I spent May 21st-24th in Austin for NI Week (see my review here). If you have been following any of my recent posts and presentations, you will know that I have done a lot of presentations lately on the Actor Framework (AF) and the Delacor Queued Message Handler (DQMH). After NI week, I added the Distributed Control and Automation Framework (DCAF) to my list of favorite frameworks. I haven’t used it yet for a project, but I saw a bunch of presentations, and it looks very promising. I’ve kind of become a student of various frameworks lately.
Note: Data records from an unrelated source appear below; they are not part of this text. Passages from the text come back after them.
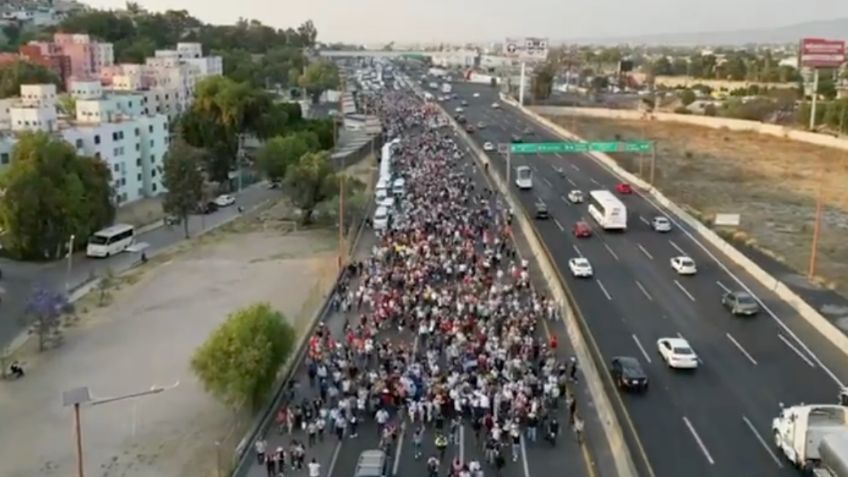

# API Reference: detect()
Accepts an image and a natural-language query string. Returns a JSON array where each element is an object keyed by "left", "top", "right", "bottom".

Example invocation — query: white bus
[
  {"left": 85, "top": 224, "right": 135, "bottom": 257},
  {"left": 589, "top": 190, "right": 627, "bottom": 230},
  {"left": 515, "top": 166, "right": 533, "bottom": 189}
]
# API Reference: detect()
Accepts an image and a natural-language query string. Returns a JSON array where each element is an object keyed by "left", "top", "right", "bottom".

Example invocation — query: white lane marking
[
  {"left": 632, "top": 334, "right": 651, "bottom": 363},
  {"left": 636, "top": 243, "right": 654, "bottom": 260},
  {"left": 777, "top": 333, "right": 816, "bottom": 368},
  {"left": 595, "top": 280, "right": 612, "bottom": 301},
  {"left": 674, "top": 280, "right": 695, "bottom": 301},
  {"left": 683, "top": 416, "right": 715, "bottom": 465},
  {"left": 636, "top": 280, "right": 654, "bottom": 301},
  {"left": 554, "top": 219, "right": 565, "bottom": 232},
  {"left": 628, "top": 184, "right": 845, "bottom": 388},
  {"left": 668, "top": 239, "right": 688, "bottom": 257},
  {"left": 742, "top": 415, "right": 783, "bottom": 469},
  {"left": 724, "top": 332, "right": 757, "bottom": 366},
  {"left": 604, "top": 244, "right": 618, "bottom": 261},
  {"left": 327, "top": 441, "right": 342, "bottom": 477}
]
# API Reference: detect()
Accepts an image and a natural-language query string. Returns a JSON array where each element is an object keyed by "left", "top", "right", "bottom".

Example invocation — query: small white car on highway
[
  {"left": 214, "top": 194, "right": 236, "bottom": 207},
  {"left": 671, "top": 255, "right": 698, "bottom": 275},
  {"left": 651, "top": 215, "right": 671, "bottom": 232},
  {"left": 657, "top": 338, "right": 698, "bottom": 369},
  {"left": 568, "top": 257, "right": 593, "bottom": 278},
  {"left": 568, "top": 189, "right": 583, "bottom": 204}
]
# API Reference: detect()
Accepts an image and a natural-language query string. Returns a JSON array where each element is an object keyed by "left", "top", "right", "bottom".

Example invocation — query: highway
[{"left": 445, "top": 83, "right": 848, "bottom": 477}]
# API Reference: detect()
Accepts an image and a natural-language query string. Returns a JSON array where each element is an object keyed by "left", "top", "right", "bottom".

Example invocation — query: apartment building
[{"left": 0, "top": 80, "right": 170, "bottom": 205}]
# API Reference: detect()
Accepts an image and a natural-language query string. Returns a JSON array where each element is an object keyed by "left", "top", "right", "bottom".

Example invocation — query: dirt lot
[
  {"left": 0, "top": 204, "right": 337, "bottom": 477},
  {"left": 557, "top": 118, "right": 848, "bottom": 294}
]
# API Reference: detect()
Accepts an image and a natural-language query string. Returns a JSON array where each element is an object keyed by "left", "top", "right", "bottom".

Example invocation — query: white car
[
  {"left": 671, "top": 255, "right": 698, "bottom": 275},
  {"left": 651, "top": 215, "right": 671, "bottom": 232},
  {"left": 657, "top": 338, "right": 699, "bottom": 369},
  {"left": 568, "top": 189, "right": 583, "bottom": 204},
  {"left": 568, "top": 257, "right": 592, "bottom": 278},
  {"left": 214, "top": 194, "right": 236, "bottom": 207}
]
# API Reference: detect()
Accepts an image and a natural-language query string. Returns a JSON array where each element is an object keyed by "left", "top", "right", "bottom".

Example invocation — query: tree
[
  {"left": 678, "top": 88, "right": 696, "bottom": 106},
  {"left": 24, "top": 287, "right": 72, "bottom": 351},
  {"left": 0, "top": 132, "right": 115, "bottom": 259},
  {"left": 162, "top": 138, "right": 204, "bottom": 238},
  {"left": 286, "top": 152, "right": 338, "bottom": 224},
  {"left": 0, "top": 60, "right": 62, "bottom": 98},
  {"left": 256, "top": 132, "right": 320, "bottom": 181},
  {"left": 191, "top": 303, "right": 296, "bottom": 409},
  {"left": 298, "top": 59, "right": 339, "bottom": 103}
]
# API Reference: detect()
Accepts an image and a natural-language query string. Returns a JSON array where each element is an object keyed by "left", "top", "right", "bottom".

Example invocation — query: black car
[
  {"left": 535, "top": 200, "right": 550, "bottom": 220},
  {"left": 721, "top": 291, "right": 760, "bottom": 316},
  {"left": 610, "top": 356, "right": 648, "bottom": 392}
]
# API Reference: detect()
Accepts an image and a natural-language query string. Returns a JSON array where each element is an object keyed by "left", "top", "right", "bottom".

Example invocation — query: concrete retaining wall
[
  {"left": 525, "top": 106, "right": 848, "bottom": 151},
  {"left": 510, "top": 96, "right": 848, "bottom": 355}
]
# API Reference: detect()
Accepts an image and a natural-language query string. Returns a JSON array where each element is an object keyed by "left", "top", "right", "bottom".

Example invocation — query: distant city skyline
[{"left": 85, "top": 0, "right": 848, "bottom": 44}]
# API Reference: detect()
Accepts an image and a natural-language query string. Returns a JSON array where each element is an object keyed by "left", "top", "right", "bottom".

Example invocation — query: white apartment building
[{"left": 0, "top": 81, "right": 170, "bottom": 205}]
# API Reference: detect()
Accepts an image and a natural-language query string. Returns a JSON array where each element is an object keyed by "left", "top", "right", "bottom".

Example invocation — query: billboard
[
  {"left": 798, "top": 38, "right": 845, "bottom": 68},
  {"left": 503, "top": 37, "right": 549, "bottom": 60}
]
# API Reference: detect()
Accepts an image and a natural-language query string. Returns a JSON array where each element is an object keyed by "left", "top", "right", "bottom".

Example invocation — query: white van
[
  {"left": 374, "top": 205, "right": 389, "bottom": 231},
  {"left": 392, "top": 178, "right": 406, "bottom": 196}
]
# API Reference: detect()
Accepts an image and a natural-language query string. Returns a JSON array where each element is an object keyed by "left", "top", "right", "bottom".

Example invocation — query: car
[
  {"left": 657, "top": 338, "right": 699, "bottom": 369},
  {"left": 615, "top": 182, "right": 633, "bottom": 195},
  {"left": 214, "top": 194, "right": 236, "bottom": 207},
  {"left": 571, "top": 220, "right": 592, "bottom": 238},
  {"left": 671, "top": 255, "right": 698, "bottom": 275},
  {"left": 651, "top": 215, "right": 671, "bottom": 232},
  {"left": 568, "top": 189, "right": 583, "bottom": 204},
  {"left": 721, "top": 291, "right": 760, "bottom": 316},
  {"left": 610, "top": 356, "right": 648, "bottom": 392},
  {"left": 533, "top": 200, "right": 550, "bottom": 220},
  {"left": 568, "top": 257, "right": 593, "bottom": 278}
]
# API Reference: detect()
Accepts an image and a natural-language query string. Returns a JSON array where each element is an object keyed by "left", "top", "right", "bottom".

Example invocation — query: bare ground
[
  {"left": 553, "top": 117, "right": 848, "bottom": 294},
  {"left": 0, "top": 204, "right": 337, "bottom": 477}
]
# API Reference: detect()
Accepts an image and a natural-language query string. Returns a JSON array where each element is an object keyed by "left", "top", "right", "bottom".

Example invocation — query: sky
[{"left": 83, "top": 0, "right": 848, "bottom": 44}]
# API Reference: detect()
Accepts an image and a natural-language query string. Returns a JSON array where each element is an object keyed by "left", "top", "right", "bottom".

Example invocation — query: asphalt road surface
[
  {"left": 0, "top": 183, "right": 280, "bottom": 349},
  {"left": 239, "top": 122, "right": 600, "bottom": 477},
  {"left": 446, "top": 84, "right": 848, "bottom": 477}
]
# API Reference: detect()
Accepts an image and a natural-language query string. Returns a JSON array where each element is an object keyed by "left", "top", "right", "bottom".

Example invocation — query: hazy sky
[{"left": 84, "top": 0, "right": 848, "bottom": 43}]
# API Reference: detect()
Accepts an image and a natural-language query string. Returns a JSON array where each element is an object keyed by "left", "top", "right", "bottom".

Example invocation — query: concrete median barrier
[{"left": 510, "top": 96, "right": 848, "bottom": 356}]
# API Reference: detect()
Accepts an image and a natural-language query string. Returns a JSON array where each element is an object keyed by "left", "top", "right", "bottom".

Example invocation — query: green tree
[
  {"left": 191, "top": 303, "right": 296, "bottom": 409},
  {"left": 0, "top": 61, "right": 62, "bottom": 98},
  {"left": 0, "top": 133, "right": 115, "bottom": 259},
  {"left": 298, "top": 59, "right": 339, "bottom": 103},
  {"left": 286, "top": 152, "right": 338, "bottom": 224},
  {"left": 162, "top": 138, "right": 204, "bottom": 238}
]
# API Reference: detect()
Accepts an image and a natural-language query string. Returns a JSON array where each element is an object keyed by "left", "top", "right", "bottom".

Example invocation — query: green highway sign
[{"left": 509, "top": 141, "right": 651, "bottom": 154}]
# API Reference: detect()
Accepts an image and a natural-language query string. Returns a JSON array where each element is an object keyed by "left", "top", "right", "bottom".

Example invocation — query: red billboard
[{"left": 798, "top": 38, "right": 845, "bottom": 68}]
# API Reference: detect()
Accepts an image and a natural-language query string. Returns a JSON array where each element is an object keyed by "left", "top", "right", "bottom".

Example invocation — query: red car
[{"left": 571, "top": 221, "right": 592, "bottom": 238}]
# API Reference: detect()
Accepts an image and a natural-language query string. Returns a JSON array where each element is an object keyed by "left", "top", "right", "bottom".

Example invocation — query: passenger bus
[
  {"left": 515, "top": 166, "right": 533, "bottom": 190},
  {"left": 85, "top": 224, "right": 135, "bottom": 257},
  {"left": 589, "top": 190, "right": 627, "bottom": 230}
]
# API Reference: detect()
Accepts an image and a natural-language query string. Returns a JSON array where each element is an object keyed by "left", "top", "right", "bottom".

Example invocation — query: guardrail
[{"left": 439, "top": 101, "right": 654, "bottom": 477}]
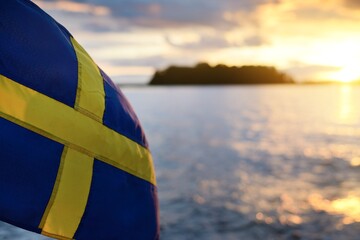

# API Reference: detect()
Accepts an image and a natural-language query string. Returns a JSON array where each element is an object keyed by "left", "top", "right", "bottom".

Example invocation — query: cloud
[
  {"left": 35, "top": 0, "right": 269, "bottom": 28},
  {"left": 33, "top": 0, "right": 110, "bottom": 16}
]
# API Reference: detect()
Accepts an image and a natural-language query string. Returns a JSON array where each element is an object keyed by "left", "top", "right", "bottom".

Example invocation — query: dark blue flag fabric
[{"left": 0, "top": 0, "right": 159, "bottom": 239}]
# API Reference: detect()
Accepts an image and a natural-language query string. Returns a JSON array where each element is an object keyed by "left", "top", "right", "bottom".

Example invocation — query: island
[{"left": 149, "top": 63, "right": 295, "bottom": 85}]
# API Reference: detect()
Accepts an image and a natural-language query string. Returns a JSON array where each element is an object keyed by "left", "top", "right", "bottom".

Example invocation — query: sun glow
[{"left": 332, "top": 66, "right": 360, "bottom": 83}]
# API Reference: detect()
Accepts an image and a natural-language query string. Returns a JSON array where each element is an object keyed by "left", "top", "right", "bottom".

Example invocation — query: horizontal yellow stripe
[
  {"left": 42, "top": 148, "right": 94, "bottom": 238},
  {"left": 0, "top": 75, "right": 156, "bottom": 185}
]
Being a student of frameworks, I naturally asked as many participants as I could at NI week: “Which framework are you using?” I got a variety of responses. It was not very scientific, but the most popular framework was probably the AF, followed very closely by the DQMH. Surprisingly, though, the most common answer I received was: “I don’t need a framework. I have my own homebrew QSM or producer-consumer architecture.”
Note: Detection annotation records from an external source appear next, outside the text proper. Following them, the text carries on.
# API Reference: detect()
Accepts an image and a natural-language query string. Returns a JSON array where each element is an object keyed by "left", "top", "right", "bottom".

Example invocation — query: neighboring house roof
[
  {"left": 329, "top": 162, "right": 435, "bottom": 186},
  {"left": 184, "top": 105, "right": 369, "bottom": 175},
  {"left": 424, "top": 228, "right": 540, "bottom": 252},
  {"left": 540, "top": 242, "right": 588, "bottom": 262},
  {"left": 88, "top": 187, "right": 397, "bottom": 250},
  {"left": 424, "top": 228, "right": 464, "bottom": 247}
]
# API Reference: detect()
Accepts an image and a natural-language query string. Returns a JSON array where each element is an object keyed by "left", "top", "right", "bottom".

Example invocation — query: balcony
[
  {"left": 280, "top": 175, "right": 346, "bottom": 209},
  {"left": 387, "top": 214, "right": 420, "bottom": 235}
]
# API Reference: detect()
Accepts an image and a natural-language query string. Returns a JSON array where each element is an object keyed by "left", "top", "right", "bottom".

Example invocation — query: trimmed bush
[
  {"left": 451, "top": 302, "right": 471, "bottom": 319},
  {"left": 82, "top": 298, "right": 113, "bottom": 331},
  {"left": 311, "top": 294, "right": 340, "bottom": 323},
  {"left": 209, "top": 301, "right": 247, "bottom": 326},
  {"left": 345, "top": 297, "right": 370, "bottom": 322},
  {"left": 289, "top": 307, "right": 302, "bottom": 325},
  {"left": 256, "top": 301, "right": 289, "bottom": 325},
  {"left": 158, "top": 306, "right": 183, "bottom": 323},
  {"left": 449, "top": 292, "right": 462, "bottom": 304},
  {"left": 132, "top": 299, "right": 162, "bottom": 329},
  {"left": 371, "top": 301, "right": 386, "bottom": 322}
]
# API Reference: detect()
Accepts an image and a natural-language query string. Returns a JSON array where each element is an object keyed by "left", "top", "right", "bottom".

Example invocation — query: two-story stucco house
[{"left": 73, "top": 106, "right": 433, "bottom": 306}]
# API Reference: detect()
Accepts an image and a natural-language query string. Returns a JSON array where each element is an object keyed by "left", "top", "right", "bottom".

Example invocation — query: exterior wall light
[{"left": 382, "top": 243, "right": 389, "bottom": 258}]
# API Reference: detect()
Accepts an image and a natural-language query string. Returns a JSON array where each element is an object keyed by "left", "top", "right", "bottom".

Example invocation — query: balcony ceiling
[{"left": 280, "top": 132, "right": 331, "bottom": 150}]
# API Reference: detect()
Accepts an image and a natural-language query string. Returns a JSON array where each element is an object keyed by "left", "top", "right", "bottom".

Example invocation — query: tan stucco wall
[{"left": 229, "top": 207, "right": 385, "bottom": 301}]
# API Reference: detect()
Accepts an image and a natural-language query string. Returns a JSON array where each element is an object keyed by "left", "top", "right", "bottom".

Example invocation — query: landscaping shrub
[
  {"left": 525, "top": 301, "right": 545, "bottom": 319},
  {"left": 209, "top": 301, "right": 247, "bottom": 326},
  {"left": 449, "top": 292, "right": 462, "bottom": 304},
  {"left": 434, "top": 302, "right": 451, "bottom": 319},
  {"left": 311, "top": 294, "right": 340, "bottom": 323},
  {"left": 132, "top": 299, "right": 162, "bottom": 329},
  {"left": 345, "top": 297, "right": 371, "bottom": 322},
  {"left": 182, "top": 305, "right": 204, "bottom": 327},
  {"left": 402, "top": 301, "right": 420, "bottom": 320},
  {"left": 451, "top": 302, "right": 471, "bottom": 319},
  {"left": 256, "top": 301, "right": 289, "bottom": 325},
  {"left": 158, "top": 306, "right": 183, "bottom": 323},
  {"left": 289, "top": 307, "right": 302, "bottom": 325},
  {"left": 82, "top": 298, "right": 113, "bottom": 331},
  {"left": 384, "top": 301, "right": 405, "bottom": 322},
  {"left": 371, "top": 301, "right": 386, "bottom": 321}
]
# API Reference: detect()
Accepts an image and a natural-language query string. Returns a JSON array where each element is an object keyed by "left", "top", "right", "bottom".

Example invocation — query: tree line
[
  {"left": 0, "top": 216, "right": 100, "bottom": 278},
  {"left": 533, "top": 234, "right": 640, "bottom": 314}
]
NOTE: I am not using the term “homebrew” in a derogatory sense, but merely to indicate that whatever framework you’ve created is not published and readily available to the public.
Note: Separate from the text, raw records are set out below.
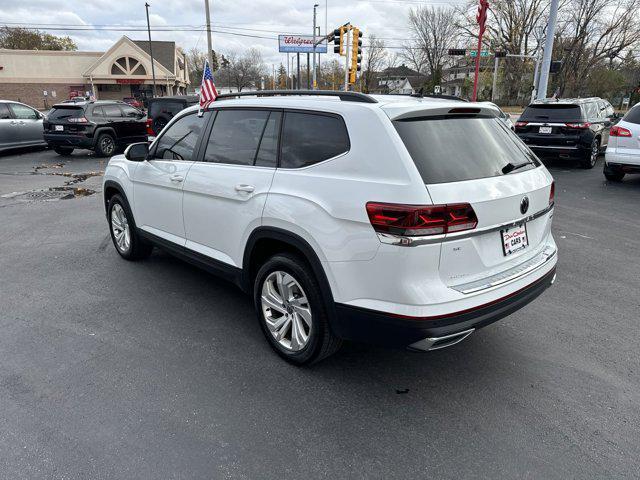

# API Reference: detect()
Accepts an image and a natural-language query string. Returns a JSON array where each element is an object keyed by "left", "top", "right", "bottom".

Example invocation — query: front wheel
[
  {"left": 107, "top": 194, "right": 153, "bottom": 260},
  {"left": 254, "top": 253, "right": 342, "bottom": 365},
  {"left": 581, "top": 138, "right": 600, "bottom": 169}
]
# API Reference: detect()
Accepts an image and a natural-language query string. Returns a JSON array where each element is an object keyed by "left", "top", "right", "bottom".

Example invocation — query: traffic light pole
[{"left": 344, "top": 26, "right": 351, "bottom": 92}]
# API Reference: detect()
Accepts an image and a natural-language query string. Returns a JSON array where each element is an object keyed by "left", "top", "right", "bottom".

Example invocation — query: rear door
[
  {"left": 183, "top": 108, "right": 282, "bottom": 267},
  {"left": 133, "top": 113, "right": 209, "bottom": 246},
  {"left": 394, "top": 117, "right": 552, "bottom": 285}
]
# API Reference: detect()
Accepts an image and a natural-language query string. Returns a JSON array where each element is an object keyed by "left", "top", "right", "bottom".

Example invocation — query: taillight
[
  {"left": 367, "top": 202, "right": 478, "bottom": 236},
  {"left": 609, "top": 125, "right": 632, "bottom": 137},
  {"left": 147, "top": 118, "right": 156, "bottom": 136}
]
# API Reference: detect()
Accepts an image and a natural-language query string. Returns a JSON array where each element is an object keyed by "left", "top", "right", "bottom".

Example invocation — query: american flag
[{"left": 200, "top": 60, "right": 218, "bottom": 108}]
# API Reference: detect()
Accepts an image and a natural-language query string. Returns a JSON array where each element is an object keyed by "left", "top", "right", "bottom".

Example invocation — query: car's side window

If you saw my presentation on Choosing a Framework, you might remember the following two slides:
I talked about reasons to use a framework and why you may not want to roll your own. I am not saying that your Homebrew architecture is a horrible choice. I am also not saying that DQMH, AF or DCAF will solve all your problems. There are times when they may not be the right solution. But in what follows I am going to try to make a case for why you may want to try and standardize on one of these frameworks for the projects where they make sense, instead of trying to use your homebrewed architecture.
The Case for Using a Standard Framework
1. Speed up your development time
I firmly believe that using any one of the standard frameworks I’ve mentioned so far will make your development go much faster. In that respect, the biggest advantage you get from using a standard framework is the tooling. Your homebrewed framework may be really awesome, but chances are you haven’t invested the time to develop the tooling necessary to be really efficient. The AF, DQMH, and DCAF all include tons of tooling to speed you up.
All three frameworks are also geared around reuse. They each have several reusable modules already available for common tasks. AF has Network Endpoint Actors and State Pattern Actors built-in that ship with LabVIEW. If you look through Fab’s blog for DQMH, you will find a variety of modules that you can use out of the box. DCAF has lots of modules available for things like PID, Modbus, and Scan Engine.
2. Write better code
One of the big focuses this year at NI week was software testing. In fact, there was a mini-track devoted to it. All three of these frameworks have been tested (two of them directly by NI and the other by one of the biggest advocates for unit testing in the community). In addition, all three make it easy to do interactive or unit-testing of your modules. In the DQMH, it is even built in. For the AF, we at SAS have a tool to help out. I haven’t seen any tools specific to DCAF, but from the presentation I saw, unit-testing should be very easy, since the whole system uses the tag bus as an abstraction layer.
3. Don’t leave your customer out to dry
Most of us have inherited projects where some other developer used their own homebrew architecture. Maybe you got lucky and it was pretty simple and easy to understand. But chances are it wasn’t very well documented and probably did some stuff that made it very difficult to comprehend. Think of how the customer feels in that situation. They paid for software thinking it would be easy to add upgrades in the future. The developer disappears, so they go hire another. The new developer either tells them it’s going to be difficult to add the features they want, or tells them to completely scrap what they have and start over from scratch because he/she can’t figure it out.
With a standard framework, if the developer disappears, there are enough other developers out there using that framework that the customer should be able to easily find one. These standard frameworks are well-documented and supported.
Questions to Ask Yourself
If you still insist on using your own framework, that is fine. However, I highly recommend you consider the following questions:
- Does your framework provide the tooling necessary to make you truly efficient? If not, do you have the skill, time, and energy to create and maintain it?
- Does your framework encourage reuse? Can you easily drag modules from one project to another?
- Have you unit-tested your framework? Does your framework encourage easy unit-testing of your modules?
- What would happen to your customers if you disappeared? What is the learning curve on your framework? How well is it documented?